Others who started paying said the arrangement was harsh and that the amount should have been spread over time so they are not overburdened.
The parents pay at least Sh50,000 in annual fees, and an additional Sh2,000 as motivation fees.
One said, “The school is empty, not because of fees but because of levies that have not been gazetted. We have raised queries during the parents’ annual general meeting but it has not been included in the minutes. We were overruled by parents
who are friendly to the board of management."
Another said, “The principal said she inherited a loan and that the only way she could run the school was was to clear it."
Another parent asked for an audit, saying the amount borrowed for the project may have been exaggerated.
School Principal Petronilla Mulwa did not respond to the Nation's questions on the matter.
However, Imenti South Sub-county Director of Education, Mercy Itunga, said the institution is struggling to meet its basic obligations due to parents' delays in clearing fees.
“St Mary’s has very unique challenges which everyone, including the CS, is aware of. There is no way children can be kept in school if parents are not paying fees. How do you feed them?

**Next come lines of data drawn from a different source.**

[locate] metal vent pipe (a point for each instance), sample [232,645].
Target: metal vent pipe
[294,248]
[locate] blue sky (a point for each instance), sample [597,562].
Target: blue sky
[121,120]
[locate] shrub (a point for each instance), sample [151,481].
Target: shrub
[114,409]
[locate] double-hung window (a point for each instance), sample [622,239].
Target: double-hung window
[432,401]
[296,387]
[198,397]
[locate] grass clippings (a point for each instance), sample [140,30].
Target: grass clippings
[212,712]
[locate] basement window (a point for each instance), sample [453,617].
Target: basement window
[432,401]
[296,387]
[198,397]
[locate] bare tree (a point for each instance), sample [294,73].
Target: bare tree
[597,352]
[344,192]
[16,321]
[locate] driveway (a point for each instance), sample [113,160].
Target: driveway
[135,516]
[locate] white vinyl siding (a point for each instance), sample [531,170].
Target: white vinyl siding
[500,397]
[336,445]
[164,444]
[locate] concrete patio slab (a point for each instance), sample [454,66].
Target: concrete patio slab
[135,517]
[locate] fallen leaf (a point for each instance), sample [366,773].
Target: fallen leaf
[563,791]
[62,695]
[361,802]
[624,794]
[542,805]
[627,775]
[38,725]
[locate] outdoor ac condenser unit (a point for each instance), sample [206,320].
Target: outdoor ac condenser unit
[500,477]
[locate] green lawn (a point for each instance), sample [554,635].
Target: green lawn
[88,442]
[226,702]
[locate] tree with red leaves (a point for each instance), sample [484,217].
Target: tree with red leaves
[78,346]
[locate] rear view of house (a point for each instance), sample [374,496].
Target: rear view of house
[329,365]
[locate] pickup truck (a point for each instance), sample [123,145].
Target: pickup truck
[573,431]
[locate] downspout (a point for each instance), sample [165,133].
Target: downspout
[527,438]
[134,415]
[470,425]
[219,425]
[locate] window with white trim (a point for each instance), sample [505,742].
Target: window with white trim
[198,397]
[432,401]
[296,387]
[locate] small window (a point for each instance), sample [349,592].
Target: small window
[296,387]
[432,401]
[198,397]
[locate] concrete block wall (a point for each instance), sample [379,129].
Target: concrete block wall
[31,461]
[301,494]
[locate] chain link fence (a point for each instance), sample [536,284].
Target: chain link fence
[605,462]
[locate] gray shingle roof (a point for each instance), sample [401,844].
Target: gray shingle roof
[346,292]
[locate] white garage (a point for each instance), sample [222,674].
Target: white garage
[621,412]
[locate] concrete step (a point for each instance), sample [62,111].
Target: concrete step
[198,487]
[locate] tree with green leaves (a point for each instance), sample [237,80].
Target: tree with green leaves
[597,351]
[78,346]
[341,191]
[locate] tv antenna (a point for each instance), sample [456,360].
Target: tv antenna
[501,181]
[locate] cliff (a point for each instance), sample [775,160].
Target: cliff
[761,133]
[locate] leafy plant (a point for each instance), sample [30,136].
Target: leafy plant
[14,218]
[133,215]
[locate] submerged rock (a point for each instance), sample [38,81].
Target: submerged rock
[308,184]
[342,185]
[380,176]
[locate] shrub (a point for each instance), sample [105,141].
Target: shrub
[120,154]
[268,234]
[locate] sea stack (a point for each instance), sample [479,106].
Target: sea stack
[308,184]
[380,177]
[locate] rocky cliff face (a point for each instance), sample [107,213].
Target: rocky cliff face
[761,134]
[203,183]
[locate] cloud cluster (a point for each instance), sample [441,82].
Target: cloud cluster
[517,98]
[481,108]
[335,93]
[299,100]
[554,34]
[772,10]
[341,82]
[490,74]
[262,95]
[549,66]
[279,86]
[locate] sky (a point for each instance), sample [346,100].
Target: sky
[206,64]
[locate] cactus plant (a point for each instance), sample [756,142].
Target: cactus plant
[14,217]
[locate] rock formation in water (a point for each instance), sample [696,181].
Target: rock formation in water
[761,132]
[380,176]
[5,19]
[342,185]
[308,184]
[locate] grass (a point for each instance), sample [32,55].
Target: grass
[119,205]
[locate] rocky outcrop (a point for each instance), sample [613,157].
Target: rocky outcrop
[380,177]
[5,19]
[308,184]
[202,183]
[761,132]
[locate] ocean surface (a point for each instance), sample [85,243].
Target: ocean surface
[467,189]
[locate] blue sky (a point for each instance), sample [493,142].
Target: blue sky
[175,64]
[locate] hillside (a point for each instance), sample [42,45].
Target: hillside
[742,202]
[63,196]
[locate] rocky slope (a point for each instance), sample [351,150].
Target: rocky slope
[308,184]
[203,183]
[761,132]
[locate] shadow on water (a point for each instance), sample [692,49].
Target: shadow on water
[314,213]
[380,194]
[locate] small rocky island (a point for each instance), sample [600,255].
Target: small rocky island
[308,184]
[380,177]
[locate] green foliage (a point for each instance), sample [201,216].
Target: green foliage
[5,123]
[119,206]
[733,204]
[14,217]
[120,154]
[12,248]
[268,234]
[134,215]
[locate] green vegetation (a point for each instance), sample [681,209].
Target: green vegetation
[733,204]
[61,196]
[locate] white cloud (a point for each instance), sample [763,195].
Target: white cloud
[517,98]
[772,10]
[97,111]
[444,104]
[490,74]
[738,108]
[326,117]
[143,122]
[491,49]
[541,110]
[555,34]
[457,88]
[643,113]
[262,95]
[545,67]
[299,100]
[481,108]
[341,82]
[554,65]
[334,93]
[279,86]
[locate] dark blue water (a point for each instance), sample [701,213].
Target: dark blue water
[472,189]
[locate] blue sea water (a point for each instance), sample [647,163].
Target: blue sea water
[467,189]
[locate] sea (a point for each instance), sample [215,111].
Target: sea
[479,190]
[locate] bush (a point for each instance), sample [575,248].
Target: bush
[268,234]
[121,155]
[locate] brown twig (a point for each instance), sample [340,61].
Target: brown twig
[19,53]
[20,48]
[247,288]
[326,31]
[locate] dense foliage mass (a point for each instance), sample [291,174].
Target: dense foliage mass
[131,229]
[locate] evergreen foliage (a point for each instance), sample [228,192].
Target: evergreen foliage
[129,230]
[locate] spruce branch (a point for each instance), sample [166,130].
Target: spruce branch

"I am aware the children were sent home to remind their parents of their obligations."
Early this year, a worker at the institution told the Nation that some students were forced to eat outside because the dining hall could not accommodate the entire student population.
“The dining hall only fits one class. If Form Ones get in, the others cannot fit. At no time can they have meals together. They eat from outside in the sun,” the source said.
The institution also has a shortage of laboratories since they only have three serving the entire population.